LAS VEGAS. — At the close of 2008, numerous market researchers and the Consumer Electronics Association (CEA) weighed in with their assessments of the netbook market.
Display Search, an NPD Group Company, announced last month that it expected mini-note PCs or netbooks to be the “one very bright spot” in what it expected would otherwise be a “rather dismal fourth quarter for the PC industry as a whole.”
The group reported that the netbook category grew at more than 160 percent quarter-on-quarter in the third quarter of 2008. It also said it expected the netbook market to surge to more than 14 million units for the year by the end of 2008, up from less than 1 million in 2007. Growth in this area of the PC industry was expected to be propelled by low prices and a user experience that closely mirrors that of a typical PC.
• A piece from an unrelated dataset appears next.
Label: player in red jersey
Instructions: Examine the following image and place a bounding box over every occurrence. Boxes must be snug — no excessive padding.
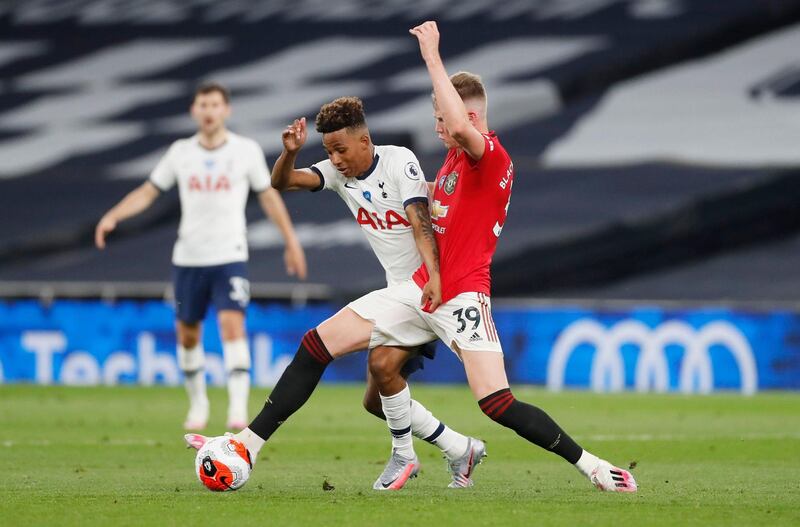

Others in the industry were less optimistic. In the same month, the CEA announced it was lowering its projections for fourth-quarter growth in the consumer electronics industry. As part of its announcement, the association referred directly to the PC market, saying it was “feeling the impact of the economy” and that it expected the overall computer category would post a year-over-year revenue decline of 2 percent, down slightly from its earlier estimation of a one percent decline. The group credited “greater than expected discounts on laptops and an increased interest in lower-priced netbooks” as reasons for its revised expectations.
Similarly, IDC said it expected overall worldwide PC shipment growth to slow considerably; it also lowered its outlook going forward. Of the netbook segment, Loren Loverde, director of IDC’s Worldwide Quarterly PC Tracker said “low-cost mini notebooks will help volume but pressure margins and revenues.”